Yvette Cooper s’est rendue à Adré pour constater la situation humanitaire des centaines de milliers de civils fuyant les violences au Soudan et soutenir les efforts de protection et d’assistance.
La ville d’Adré, située à la frontière entre le Tchad et le Soudan, est devenue l’un des principaux points d’entrée pour des centaines de milliers de civils fuyant les violences au Soudan. C’est dans ce contexte de crise humanitaire majeure que la ministre d’État aux Affaires étrangères du Royaume-Uni, Yvette Cooper, a effectué cette semaine une visite à l’Est du Tchad afin d’évaluer la situation.
Aux côtés des autorités tchadiennes, notamment la ministre déléguée aux Affaires étrangères, la Commission nationale pour l’accueil, la réinsertion des réfugiés et des rapatriés (CNARR), ainsi que des représentants du Haut-Commissariat des Nations Unies pour les réfugiés (HCR), la ministre britannique a rencontré des familles réfugiées récemment arrivées, après souvent des parcours marqués par la violence, la peur et la perte de leurs moyens de subsistance. La visite, organisée avec l’appui du Programme alimentaire mondial (PAM), a permis de mesurer l’ampleur des besoins humanitaires dans une région déjà fragilisée par la pauvreté et les
La délégation s’est rendue au centre d’enregistrement des réfugiés, un dispositif clé pour assurer leur identification, leur protection et leur accès aux services de base. La ministre britannique a également visité un centre pour femmes dirigé par des réfugiées soudanaises, véritable espace de protection et de résilience où les femmes trouvent un accompagnement psychosocial, une écoute attentive et un soutien communautaire face aux traumatismes subis.

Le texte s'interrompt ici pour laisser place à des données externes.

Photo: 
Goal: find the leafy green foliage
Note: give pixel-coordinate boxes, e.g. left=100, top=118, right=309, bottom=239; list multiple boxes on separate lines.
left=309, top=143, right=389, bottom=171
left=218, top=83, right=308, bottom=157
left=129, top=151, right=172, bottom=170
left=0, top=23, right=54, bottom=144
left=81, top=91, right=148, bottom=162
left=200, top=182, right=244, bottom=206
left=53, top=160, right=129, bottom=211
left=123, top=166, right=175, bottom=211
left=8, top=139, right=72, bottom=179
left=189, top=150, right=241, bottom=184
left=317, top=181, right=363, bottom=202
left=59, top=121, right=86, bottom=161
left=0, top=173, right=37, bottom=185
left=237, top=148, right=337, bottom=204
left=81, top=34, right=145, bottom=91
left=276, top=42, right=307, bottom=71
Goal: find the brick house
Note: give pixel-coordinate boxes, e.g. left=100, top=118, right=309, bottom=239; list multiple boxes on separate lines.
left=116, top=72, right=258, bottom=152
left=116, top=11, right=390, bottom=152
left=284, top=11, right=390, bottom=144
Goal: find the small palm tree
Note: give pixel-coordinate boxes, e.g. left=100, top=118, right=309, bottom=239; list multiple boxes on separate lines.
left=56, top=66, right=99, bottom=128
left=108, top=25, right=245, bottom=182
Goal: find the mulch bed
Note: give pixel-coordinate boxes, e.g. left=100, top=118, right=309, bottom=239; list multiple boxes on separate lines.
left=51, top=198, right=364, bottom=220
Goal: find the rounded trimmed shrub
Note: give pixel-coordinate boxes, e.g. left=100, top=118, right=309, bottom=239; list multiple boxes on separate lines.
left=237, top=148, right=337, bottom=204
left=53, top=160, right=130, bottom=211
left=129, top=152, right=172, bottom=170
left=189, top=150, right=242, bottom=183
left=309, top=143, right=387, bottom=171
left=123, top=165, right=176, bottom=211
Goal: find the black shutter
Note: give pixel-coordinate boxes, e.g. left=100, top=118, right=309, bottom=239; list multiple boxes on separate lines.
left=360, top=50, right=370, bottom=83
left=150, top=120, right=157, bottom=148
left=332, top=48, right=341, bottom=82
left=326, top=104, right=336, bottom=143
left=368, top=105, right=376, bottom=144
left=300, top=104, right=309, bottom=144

Un site de distribution alimentaire a également figuré au programme de la visite. Le PAM y fournit une assistance alimentaire essentielle à des milliers de familles réfugiées, dont la survie dépend largement de l’aide humanitaire. Cette assistance contribue également à réduire les tensions avec les communautés hôtes tchadiennes, elles-mêmes confrontées à une forte pression sur les ressources naturelles, l’eau et les services sociaux.
Depuis la guerre qui a éclaté entre l’armée soudanaise et les forces de soutien rapide (FS), un groupe paramilitaire en avril 2023, le Tchad est devenu une terre d’asile pour de milliers de familles.
Installées dans les provinces du Ouaddai, du Wadi Fira et du Sila, ces réfugiés sont pris en charge par les agences des Nations Unies et le gouvernement tchadien. Confrontées aux difficultés financières dues à la suspension d’aide des Etats-Unis, ces agences ont plusieurs fois alerté sur le risque d’interruption de leur mission.
La visite du ministre britannique a mis en lumière l’urgence de renforcer la solidarité internationale face à une crise appelée à durer. Elle souligne également les efforts constants du Tchad, pays d’accueil majeur, dont l’engagement reste essentiel pour la stabilité régionale et la protection de centaines de milliers de vies humaines.